Proposta di Pace dei profughi siriani in Libano

 

NOI SIRIANI


Noi siriani, profughi nel nord del Libano, riuniti in Organizzazioni ed Associazioni, semplici cittadini e famiglie scampati alla morte e alla violenza, a cinque anni dall'inizio della guerra che ha distrutto il nostro Paese, viviamo a milioni senza casa né lavoro, senza sanità né scuola per i nostri
figli, senza futuro. Nel nostro Paese ci sono centinaia di gruppi militari che, con la sola legittimità data loro dall’uso della violenza e dal potere di uccidere, ci hanno cacciato dalle nostre case. Veniamo ancora uccisi, costretti a combattere, a vivere nel terrore, a fuggire, veniamo umiliati e offesi.
Ai tavoli delle trattative siedono solo coloro che hanno interessi economici e politici sulla Siria.

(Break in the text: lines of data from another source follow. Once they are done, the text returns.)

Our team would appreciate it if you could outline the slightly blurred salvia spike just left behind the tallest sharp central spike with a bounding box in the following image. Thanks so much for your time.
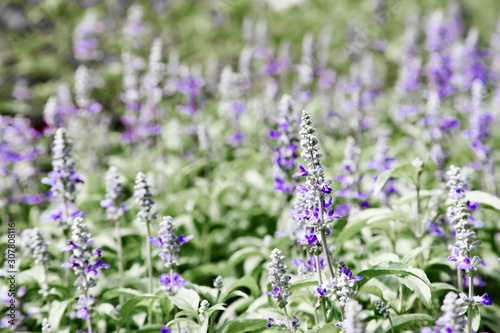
[269,94,299,194]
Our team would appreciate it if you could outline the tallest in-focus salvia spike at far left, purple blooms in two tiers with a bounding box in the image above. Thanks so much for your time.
[42,128,84,230]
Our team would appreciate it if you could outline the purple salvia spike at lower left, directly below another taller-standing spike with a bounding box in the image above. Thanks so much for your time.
[61,217,111,332]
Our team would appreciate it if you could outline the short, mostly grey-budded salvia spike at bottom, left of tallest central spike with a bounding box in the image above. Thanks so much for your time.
[266,249,301,332]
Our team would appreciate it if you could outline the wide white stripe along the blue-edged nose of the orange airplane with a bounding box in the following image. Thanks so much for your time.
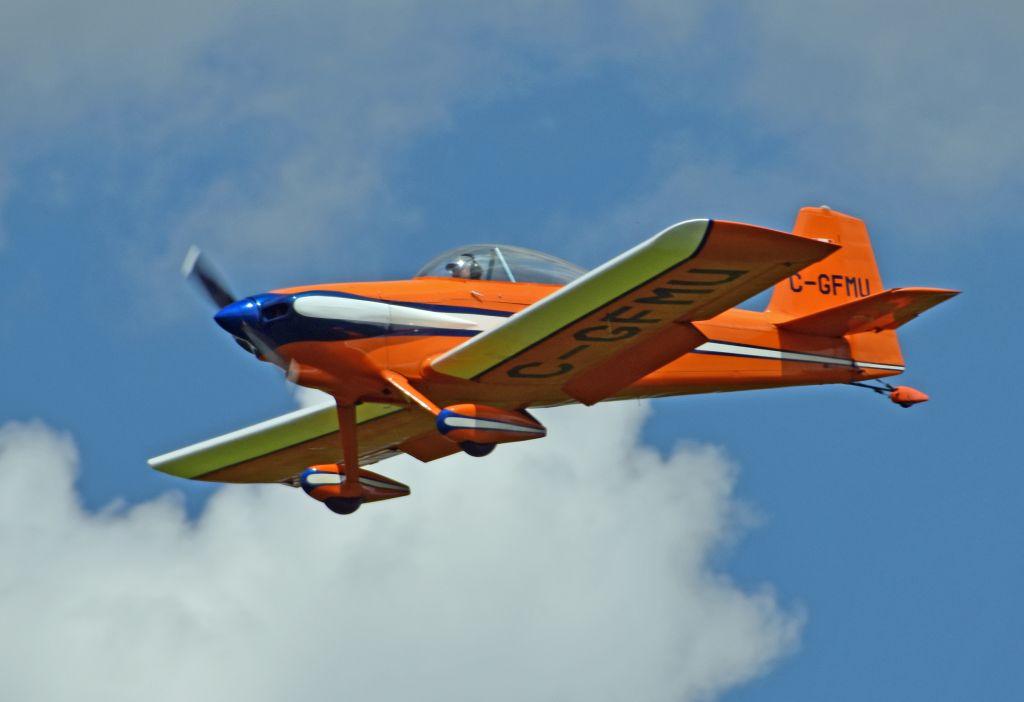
[294,295,508,332]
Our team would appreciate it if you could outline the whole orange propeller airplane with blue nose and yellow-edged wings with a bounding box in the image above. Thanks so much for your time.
[148,206,958,514]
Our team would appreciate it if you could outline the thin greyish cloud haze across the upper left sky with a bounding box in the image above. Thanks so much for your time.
[0,0,720,272]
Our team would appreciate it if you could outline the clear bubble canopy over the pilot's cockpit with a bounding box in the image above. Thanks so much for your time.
[416,244,587,286]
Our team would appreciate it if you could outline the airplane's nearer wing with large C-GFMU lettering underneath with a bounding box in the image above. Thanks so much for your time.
[431,219,838,404]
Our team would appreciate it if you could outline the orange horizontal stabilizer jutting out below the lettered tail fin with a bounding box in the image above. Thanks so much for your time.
[778,288,959,337]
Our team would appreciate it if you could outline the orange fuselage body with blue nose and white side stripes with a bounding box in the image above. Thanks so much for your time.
[217,277,903,407]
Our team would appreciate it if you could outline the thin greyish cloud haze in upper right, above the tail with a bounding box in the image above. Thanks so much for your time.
[536,0,1024,250]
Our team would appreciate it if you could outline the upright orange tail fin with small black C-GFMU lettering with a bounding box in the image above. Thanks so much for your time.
[768,207,884,317]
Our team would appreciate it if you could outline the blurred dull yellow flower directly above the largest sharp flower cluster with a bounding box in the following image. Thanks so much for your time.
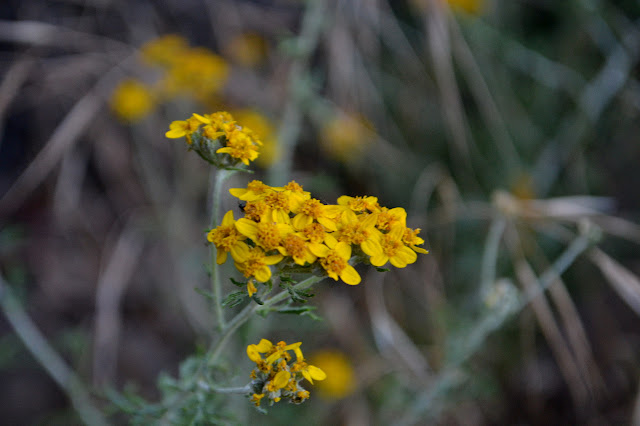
[320,114,373,163]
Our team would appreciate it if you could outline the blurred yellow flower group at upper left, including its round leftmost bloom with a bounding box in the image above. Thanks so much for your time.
[111,34,229,122]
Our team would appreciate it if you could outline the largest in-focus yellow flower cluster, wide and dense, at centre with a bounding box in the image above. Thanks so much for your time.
[207,180,427,288]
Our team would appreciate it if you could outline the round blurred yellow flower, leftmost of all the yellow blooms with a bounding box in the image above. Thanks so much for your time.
[110,79,155,122]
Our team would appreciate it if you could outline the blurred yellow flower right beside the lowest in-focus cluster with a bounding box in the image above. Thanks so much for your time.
[310,350,356,399]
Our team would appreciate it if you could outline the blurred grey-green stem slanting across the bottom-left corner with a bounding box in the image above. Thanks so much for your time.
[0,276,108,426]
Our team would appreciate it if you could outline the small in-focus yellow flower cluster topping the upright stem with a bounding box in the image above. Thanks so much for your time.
[165,111,262,169]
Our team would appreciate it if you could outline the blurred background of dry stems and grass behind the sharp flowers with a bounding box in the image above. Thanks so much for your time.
[0,0,640,425]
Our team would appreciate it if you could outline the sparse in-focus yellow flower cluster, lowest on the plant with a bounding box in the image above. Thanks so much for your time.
[247,339,327,407]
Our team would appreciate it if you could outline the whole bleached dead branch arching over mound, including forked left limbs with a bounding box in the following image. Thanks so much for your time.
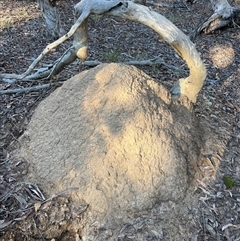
[0,0,206,102]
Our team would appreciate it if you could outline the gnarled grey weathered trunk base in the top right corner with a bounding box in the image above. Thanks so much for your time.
[198,0,240,34]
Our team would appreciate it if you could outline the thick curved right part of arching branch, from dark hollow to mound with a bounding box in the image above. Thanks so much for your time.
[105,1,206,102]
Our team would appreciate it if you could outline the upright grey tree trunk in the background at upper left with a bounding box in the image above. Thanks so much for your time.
[37,0,63,39]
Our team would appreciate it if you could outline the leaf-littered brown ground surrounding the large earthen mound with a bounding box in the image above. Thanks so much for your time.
[0,0,240,241]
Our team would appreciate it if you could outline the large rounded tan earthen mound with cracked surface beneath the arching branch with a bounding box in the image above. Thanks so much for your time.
[16,64,201,240]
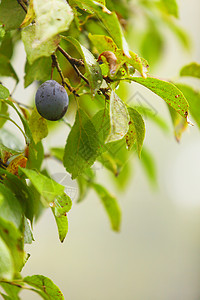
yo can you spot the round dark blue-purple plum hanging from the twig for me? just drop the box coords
[35,80,69,121]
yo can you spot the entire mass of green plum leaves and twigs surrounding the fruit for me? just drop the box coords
[0,0,200,299]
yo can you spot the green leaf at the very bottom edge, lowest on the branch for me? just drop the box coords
[23,275,64,300]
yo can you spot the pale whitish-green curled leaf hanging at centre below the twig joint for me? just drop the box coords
[106,91,130,143]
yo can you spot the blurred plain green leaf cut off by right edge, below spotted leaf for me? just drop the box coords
[176,83,200,128]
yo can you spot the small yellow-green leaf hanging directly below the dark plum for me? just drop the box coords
[29,108,48,144]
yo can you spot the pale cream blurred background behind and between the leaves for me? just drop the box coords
[2,0,200,300]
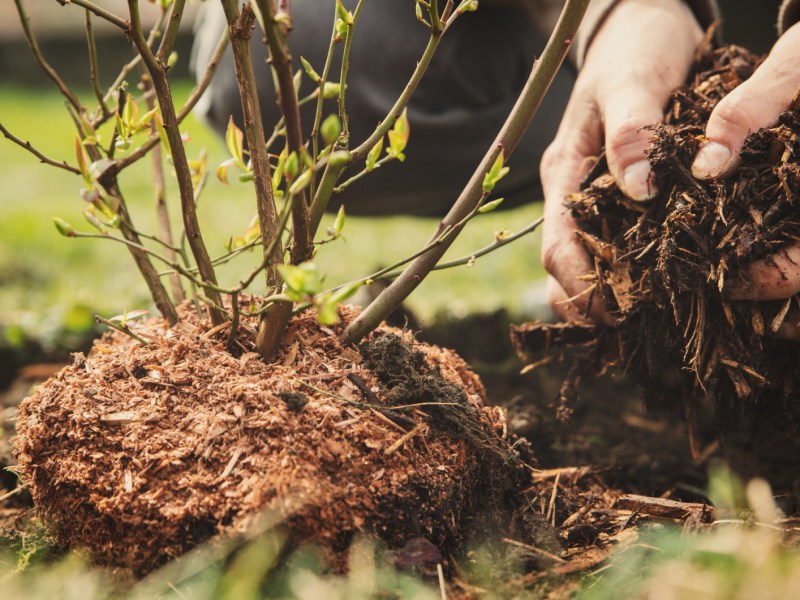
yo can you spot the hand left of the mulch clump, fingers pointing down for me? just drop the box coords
[540,0,703,324]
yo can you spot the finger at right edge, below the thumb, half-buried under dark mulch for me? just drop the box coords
[723,242,800,300]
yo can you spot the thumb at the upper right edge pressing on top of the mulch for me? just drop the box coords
[692,25,800,179]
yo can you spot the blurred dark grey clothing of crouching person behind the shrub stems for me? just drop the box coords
[199,0,575,215]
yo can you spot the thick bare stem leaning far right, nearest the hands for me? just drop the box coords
[341,0,589,343]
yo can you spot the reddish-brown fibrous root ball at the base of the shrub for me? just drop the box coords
[10,307,526,574]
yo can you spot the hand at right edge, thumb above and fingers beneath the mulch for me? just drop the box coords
[692,23,800,341]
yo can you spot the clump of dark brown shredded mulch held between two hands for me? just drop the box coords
[513,46,800,460]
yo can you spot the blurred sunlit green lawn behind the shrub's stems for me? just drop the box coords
[0,83,543,344]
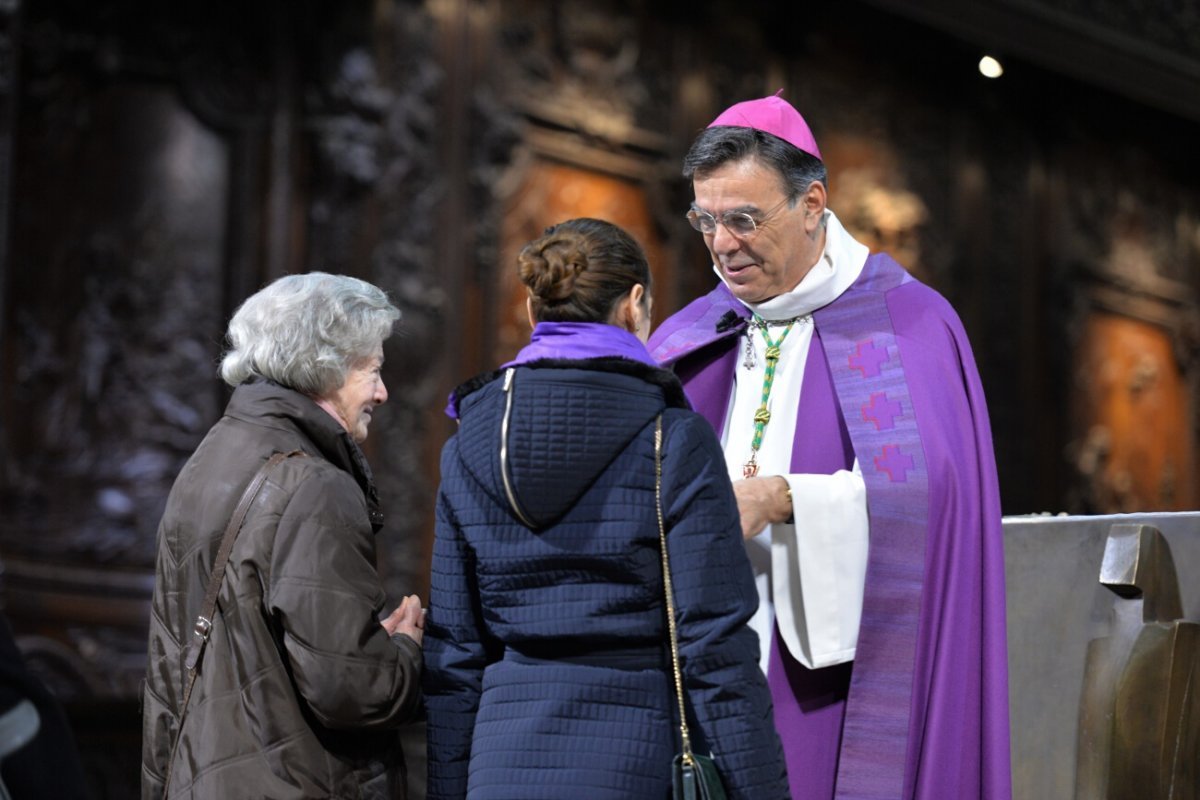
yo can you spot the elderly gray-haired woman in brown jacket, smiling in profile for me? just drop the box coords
[142,272,422,800]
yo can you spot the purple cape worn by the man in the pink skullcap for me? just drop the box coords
[650,255,1012,800]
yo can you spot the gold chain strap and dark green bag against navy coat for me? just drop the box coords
[654,414,725,800]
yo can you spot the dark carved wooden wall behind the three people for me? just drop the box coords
[0,0,1200,798]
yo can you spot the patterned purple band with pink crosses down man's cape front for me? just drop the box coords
[805,258,929,800]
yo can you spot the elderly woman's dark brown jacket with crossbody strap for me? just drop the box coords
[142,381,421,800]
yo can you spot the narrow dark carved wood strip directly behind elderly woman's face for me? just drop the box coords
[319,7,446,597]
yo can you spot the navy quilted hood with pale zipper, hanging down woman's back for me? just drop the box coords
[456,357,688,529]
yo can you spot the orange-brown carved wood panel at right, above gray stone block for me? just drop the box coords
[1063,148,1200,513]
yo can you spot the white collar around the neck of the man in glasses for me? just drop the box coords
[713,209,871,319]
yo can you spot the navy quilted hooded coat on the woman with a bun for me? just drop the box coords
[425,359,787,800]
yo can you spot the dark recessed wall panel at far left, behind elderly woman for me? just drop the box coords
[0,86,229,567]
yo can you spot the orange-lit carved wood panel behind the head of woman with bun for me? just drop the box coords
[468,0,683,368]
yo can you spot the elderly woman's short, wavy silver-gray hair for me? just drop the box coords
[221,272,400,397]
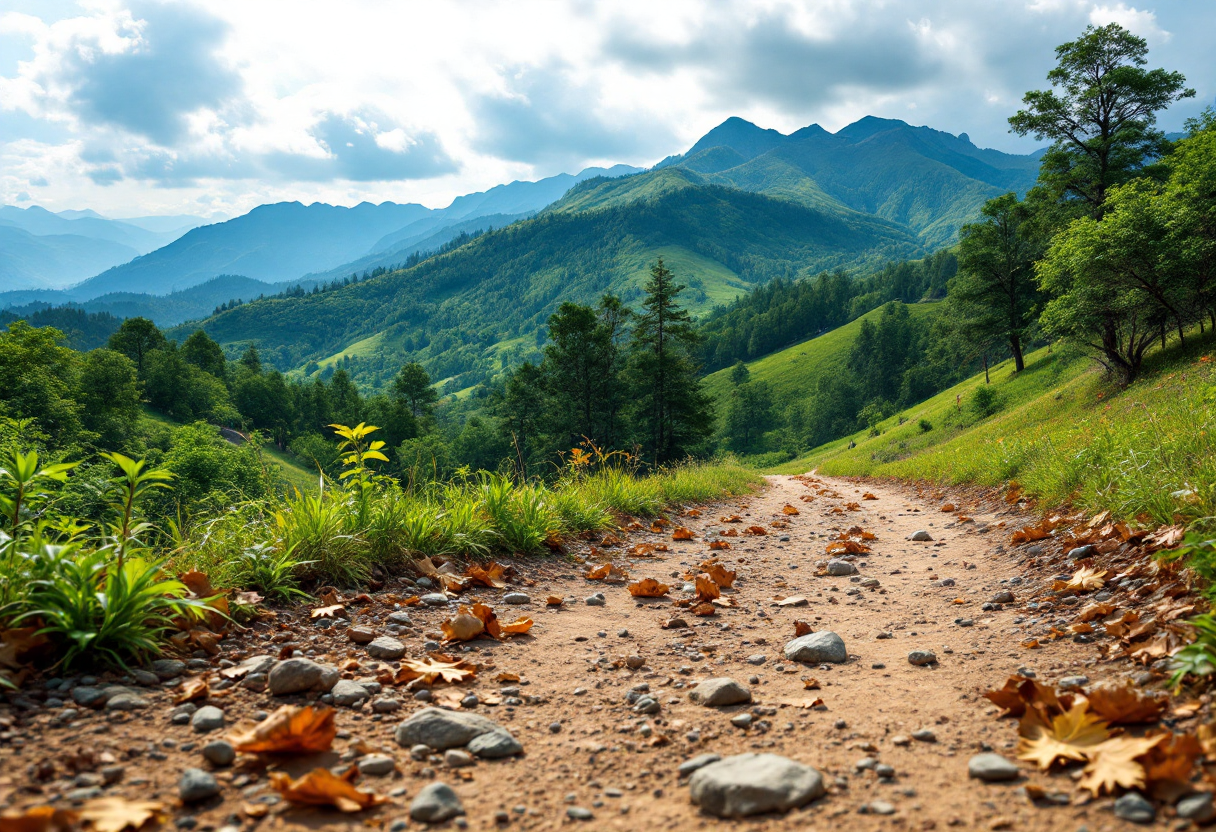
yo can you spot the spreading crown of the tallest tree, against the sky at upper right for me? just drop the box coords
[1009,23,1195,217]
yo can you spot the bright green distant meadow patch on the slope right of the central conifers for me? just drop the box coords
[704,303,940,401]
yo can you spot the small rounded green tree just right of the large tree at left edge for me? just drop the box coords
[77,349,140,450]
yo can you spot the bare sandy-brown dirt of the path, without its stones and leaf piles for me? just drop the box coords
[0,477,1147,830]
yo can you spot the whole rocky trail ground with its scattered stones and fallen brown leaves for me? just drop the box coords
[0,477,1211,832]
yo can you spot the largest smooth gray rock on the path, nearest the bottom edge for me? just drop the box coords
[688,754,826,817]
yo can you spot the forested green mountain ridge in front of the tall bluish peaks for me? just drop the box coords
[174,183,921,386]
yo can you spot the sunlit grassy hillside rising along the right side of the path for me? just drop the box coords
[777,333,1216,525]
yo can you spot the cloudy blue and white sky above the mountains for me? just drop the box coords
[0,0,1216,215]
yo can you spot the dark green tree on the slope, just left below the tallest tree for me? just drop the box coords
[948,193,1042,372]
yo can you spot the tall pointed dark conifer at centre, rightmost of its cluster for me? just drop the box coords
[630,258,714,465]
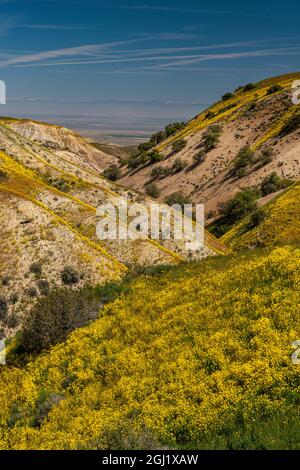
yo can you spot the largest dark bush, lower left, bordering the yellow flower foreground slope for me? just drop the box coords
[17,288,100,353]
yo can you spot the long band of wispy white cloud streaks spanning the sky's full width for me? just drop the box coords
[0,33,300,73]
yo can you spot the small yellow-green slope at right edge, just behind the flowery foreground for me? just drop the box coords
[221,183,300,251]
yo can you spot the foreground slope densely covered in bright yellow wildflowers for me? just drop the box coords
[0,247,300,449]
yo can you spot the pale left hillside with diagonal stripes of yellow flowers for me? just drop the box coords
[0,118,226,337]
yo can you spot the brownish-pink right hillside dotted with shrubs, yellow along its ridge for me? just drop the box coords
[120,73,300,219]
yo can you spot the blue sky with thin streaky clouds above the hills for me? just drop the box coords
[0,0,300,141]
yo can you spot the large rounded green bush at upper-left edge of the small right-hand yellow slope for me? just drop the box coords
[222,188,258,225]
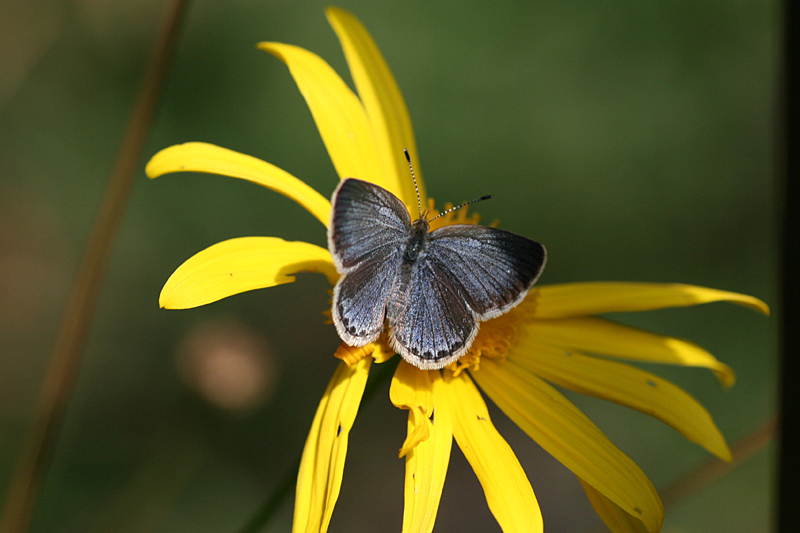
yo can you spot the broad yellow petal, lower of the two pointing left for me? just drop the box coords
[159,237,338,309]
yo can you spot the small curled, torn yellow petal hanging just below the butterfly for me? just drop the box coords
[389,361,433,457]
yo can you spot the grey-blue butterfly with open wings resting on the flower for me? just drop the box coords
[328,169,547,370]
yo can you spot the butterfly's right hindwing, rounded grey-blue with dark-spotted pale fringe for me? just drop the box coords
[386,257,478,370]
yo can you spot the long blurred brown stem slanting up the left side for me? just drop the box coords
[0,0,188,533]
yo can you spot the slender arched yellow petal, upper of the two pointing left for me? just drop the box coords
[145,143,331,226]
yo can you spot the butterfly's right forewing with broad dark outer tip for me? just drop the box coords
[426,224,547,320]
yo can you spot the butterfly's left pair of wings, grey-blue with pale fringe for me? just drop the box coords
[328,178,411,346]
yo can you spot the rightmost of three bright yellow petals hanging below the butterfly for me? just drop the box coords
[442,371,543,533]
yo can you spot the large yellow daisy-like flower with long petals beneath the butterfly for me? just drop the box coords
[147,8,768,533]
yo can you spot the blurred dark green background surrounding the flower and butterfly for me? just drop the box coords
[0,0,781,533]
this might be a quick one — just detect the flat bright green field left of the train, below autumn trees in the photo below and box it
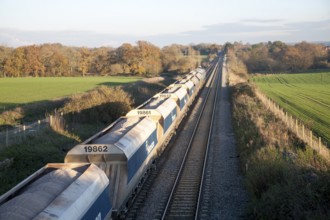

A noi, vere vittime della guerra e veri amanti della Siria, l'unico diritto che è lasciato è quello di scegliere come morire in silenzio.
Ma noi, nel rumore assordante delle armi, rivendichiamo il diritto di far sentire la nostra voce, e insieme a coloro che ci sostengono e a chi vorrà unirsi al nostro appello

CHIEDIAMO

  • la creazione di zone umanitarie in Siria, ovvero di territori che scelgono la neutralità rispetto al conflitto, sottoposti a protezione internazionale, in cui non abbiano accesso attori armati, sul modello, ad esempio, della Comunità di Pace di San José di Apartadò in Colombia (www.corteidh.or.cr/docs/medidas/apartado_se_05.pdf). Vogliamo che siano aperti corridoi per portare in sicurezza i civili in pericolo fino alla fine della guerra e che tutti i rifugiati ritornino a vivere in pace e sicurezza nella loro Patria;

  • che si fermi la guerra: che si fermino immediatamente i bombardamenti, che si blocchi il rifornimento di armi e che le armi già presenti vengano eliminate; che si ponga fine all'attuale assedio di decine di città siriane (www.siegewatch.org), che gli abitanti di queste città, senza cibo e medicine, siano assistiti immediatamente e posti in sicurezza;

  • che siano assistite le vittime e sostenuto chi le soccorre: che siano liberati i prigionieri politici, ricercati i rapiti e dispersi; che siano soccorsi e assistiti anche in futuro i feriti e i disabili di guerra;

  • che si combatta ogni forma di terrorismo ed estremismo, ma che questo smetta di essere, com'è ora, un massacro di civili innocenti e disarmati, che oltretutto alimenta il terrorismo stesso;

  • che si raggiunga una soluzione politica e che ai negoziati di Ginevra siano rappresentati i civili che hanno rifiutato la guerra, e non coloro che hanno distrutto e stanno distruggendo la Siria;

  • la creazione di un Governo di consenso nazionale che rappresenti tutti i siriani nelle loro diversità e ne rispetti la dignità e i diritti. Vogliamo che sia fatta verità e giustizia sui responsabili di questi massacri, distruzioni, e della fuga di milioni di profughi, e lasciato spazio a chi vuole ricostruire. Vogliamo convocare ora le migliori forze internazionali, in grado di costruire convivenza e riconciliazione, per sostenere ed elaborare insieme a noi civili un futuro per il nostro Paese.


Promosso da: Operazione Colomba*, Corpo Nonviolento di Pace dell'Associazione Comunità Papa Giovanni XXIII.
Contatti: Questo indirizzo email è protetto dagli spambots. È necessario abilitare JavaScript per vederlo.

*Operazione Colomba (www.operazionecolomba.it) è stabilmente presente in Libano dal 2014, nel campo profughi (in una tenda) e nel villaggio di Tel Abbas, a 5 chilometri dal confine con la Siria. Dopo avere subito minacce e violenze da parte di alcuni libanesi del luogo, i rifugiati stessi del campo hanno chiesto ai volontari di Operazione Colomba di vivere insieme a loro, perché una presenza internazionale, civile e disarmata, rappresenta un forte deterrente all’uso della violenza. Per tre anni i volontari hanno condiviso direttamente la vita con i rifugiati nei campi del Libano. Questo ha permesso ad Operazione Colomba di raccogliere e farsi portavoce delle richieste fatte dai rifugiati siriani e da rappresentanti di altri rifugiati... persone che sono scappate dalla guerra in Siria per non dover essere obbligate a combattere o essere uccise.